México fue el centro de una vida colonial muy rica y brillante. Diversos autores nos han dejado amenas crónicas sobre la sociedad de aquellos tiempos, muchas de ellas son ribetes de la leyenda. En las Croniquillas de la Nueva España, de Luis González Obregón, encontramos detalles respecto a distintas facetas de la vida colonial. Basándose en relatos más antiguos, describe las fiestas con que se recibía a los nuevos virreyes, el adorno de sus palacios, las galas y lujos de aquella pequeña corte, las representaciones teatrales en las que se mezclaban asuntos religiosos y profanos. También nos hablan de los arriesgados y peligrosos viajes con el temor de encontrar en cada encrucijada a los terribles bandidos que entonces infestaban los caminos y todos los contrastes de lujo y miseria, de pobreza y fasto, de generosidad y codicia que tejían la existencia de los habitantes de la colonia. El teatro era la diversión más gustada. México era también, durante aquellos tres siglos, gran centro comercial y cultural. En el primer aspecto, las "naos de China" que venían no de aquel país sino de las islas Filipinas llegaban al puerto de Acapulco cargadas de sedas, marfiles y otros artículos muy estimados. Entre Veracruz y España el tráfico era intenso y el trueque comercial constante. La actividad económica se concentraba alrededor de la minería, la agricultura y la ganadería. Puede decirse que entre indígenas y colonizadores hubo, además del forzoso intercambio espiritual e intelectual, un intercambio de bienes naturales y productos básicos.

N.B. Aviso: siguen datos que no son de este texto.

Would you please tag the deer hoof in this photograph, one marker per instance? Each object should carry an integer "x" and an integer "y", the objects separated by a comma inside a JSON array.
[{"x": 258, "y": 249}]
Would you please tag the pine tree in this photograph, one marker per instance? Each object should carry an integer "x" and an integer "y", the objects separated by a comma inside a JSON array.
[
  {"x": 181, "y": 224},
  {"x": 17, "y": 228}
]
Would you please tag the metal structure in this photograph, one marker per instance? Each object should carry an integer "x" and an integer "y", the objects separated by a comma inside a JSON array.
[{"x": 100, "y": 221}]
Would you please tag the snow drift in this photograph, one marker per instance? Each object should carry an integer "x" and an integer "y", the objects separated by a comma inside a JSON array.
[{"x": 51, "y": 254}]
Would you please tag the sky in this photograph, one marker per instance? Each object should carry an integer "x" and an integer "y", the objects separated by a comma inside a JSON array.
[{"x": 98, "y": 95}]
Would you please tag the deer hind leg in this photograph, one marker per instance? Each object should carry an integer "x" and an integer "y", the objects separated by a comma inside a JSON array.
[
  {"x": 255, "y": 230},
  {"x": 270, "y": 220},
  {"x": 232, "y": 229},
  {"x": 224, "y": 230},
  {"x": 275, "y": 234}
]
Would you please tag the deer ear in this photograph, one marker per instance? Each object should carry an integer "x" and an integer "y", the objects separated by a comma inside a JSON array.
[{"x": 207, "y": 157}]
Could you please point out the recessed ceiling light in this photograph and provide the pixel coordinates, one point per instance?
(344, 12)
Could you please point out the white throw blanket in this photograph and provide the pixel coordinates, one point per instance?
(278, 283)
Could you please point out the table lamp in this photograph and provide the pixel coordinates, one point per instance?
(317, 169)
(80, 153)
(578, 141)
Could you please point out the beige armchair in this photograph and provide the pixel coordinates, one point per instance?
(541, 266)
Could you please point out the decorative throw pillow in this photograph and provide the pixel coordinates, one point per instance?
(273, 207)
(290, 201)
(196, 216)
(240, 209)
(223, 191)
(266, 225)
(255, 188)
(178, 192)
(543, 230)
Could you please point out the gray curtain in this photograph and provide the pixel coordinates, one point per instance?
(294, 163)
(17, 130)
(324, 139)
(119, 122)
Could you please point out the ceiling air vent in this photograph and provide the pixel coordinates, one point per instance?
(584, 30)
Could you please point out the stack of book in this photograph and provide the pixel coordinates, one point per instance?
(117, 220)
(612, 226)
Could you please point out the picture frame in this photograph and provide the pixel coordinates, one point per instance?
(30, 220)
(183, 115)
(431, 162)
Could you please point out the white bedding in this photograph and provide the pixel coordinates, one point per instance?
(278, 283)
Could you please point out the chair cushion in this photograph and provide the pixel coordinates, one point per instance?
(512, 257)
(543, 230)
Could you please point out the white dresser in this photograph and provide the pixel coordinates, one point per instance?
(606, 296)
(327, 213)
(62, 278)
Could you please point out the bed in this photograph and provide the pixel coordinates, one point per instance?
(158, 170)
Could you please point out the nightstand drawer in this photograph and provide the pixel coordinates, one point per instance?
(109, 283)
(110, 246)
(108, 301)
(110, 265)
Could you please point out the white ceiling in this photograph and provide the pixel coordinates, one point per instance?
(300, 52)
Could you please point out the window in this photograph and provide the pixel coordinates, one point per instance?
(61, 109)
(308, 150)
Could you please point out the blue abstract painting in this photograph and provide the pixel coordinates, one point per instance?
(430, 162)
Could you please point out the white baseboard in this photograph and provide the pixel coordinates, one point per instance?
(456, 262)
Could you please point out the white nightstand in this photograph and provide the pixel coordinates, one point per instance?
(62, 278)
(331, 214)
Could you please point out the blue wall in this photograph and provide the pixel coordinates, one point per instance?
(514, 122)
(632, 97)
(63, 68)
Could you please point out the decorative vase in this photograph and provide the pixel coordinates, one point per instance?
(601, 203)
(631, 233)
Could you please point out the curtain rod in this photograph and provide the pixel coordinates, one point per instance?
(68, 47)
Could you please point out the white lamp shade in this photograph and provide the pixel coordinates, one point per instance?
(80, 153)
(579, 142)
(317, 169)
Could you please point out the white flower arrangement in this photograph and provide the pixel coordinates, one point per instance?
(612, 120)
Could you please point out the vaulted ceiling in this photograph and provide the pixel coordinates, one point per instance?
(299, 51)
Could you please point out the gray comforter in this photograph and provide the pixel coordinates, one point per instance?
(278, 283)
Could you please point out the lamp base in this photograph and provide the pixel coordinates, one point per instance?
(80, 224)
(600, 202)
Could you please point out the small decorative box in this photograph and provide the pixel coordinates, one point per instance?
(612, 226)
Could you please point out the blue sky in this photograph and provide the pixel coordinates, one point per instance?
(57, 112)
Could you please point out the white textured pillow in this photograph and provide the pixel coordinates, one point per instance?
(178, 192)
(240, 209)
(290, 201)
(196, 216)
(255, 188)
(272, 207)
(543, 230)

La vida cultural de la Nueva España durante el Virreinato fue intensa y, aunque reflejo, como es natural, de la cultura europea, fue adquiriendo características propias. La Universidad de México data 1534, año en que se fundó la primera institución de enseñanza superior. La Universidad Papal quedó establecida en 1551, y más tarde la de la Compañía de Jesús, cerrada cuando los jesuitas fueron expulsados de América, pero abierta de nuevo después. La primera imprenta el continente se instaló en México, se cree que en 1536; era de Esteban Martín y la primera obra que salió de sus prensas fue la Escala Espiritual, de San Juan Clímaco. También muy pronto hubo imprentas en Puebla, Oaxaca, Guadalajara, Veracruz y Mérida.

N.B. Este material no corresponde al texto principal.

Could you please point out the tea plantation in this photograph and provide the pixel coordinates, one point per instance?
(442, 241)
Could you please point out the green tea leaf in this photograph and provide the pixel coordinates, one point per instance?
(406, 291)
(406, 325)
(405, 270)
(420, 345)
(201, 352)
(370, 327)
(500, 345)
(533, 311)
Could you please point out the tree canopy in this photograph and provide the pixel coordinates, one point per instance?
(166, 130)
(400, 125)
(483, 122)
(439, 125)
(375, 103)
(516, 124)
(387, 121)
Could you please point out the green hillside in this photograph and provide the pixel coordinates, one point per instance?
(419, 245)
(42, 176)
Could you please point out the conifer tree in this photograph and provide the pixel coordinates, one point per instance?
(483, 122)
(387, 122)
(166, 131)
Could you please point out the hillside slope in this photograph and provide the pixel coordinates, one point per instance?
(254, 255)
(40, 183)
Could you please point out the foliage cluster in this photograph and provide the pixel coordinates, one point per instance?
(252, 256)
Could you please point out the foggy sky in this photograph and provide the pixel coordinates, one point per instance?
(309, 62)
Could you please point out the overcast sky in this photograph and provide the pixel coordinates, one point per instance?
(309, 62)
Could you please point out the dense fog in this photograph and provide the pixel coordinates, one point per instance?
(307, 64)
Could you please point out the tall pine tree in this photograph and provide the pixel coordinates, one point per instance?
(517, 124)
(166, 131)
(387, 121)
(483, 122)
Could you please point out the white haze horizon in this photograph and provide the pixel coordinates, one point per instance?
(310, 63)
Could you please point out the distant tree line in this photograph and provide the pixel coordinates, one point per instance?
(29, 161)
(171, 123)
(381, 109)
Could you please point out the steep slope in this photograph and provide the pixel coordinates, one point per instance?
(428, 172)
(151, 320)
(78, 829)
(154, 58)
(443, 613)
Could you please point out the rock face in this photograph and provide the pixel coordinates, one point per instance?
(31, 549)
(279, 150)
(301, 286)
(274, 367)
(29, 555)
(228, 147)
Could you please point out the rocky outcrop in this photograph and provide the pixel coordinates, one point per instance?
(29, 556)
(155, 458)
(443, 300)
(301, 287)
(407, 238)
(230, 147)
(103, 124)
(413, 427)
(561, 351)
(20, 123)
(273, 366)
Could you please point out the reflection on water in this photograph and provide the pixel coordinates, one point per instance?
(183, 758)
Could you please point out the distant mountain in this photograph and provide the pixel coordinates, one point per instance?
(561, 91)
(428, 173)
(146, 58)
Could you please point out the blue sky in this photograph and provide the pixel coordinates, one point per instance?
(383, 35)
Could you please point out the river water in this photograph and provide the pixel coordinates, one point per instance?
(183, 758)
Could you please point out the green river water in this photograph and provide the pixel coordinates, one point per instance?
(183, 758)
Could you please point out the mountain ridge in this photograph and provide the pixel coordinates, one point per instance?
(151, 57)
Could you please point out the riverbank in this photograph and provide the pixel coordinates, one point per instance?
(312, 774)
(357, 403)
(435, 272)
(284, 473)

El enorme interés por la cultura en Nueva España queda patente en la importancia que dan las crónicas de entonces, a escritores como Don Carlos de Sigüenza y Góngora y Sor Juana Inés de la Cruz, sin contar a la pléyade de poetas cortesanos. En esta sociedad había que distinguir tres clases sociales bien delimitadas; la de los indios puros, que formaba el 70% de la población; la de los mestizos, más de dos millones, muchos de los cuales lograron considerables riquezas, y por último la de los españoles, que formaban el grupo gobernante. A esta sociedad llegaron como elemento inquietante y renovador las ideas que inspiraron la Revolución Francesa; pero el orden establecido sólo fue perturbado más tarde cuando las fuerzas napoleónicas invadieron a España.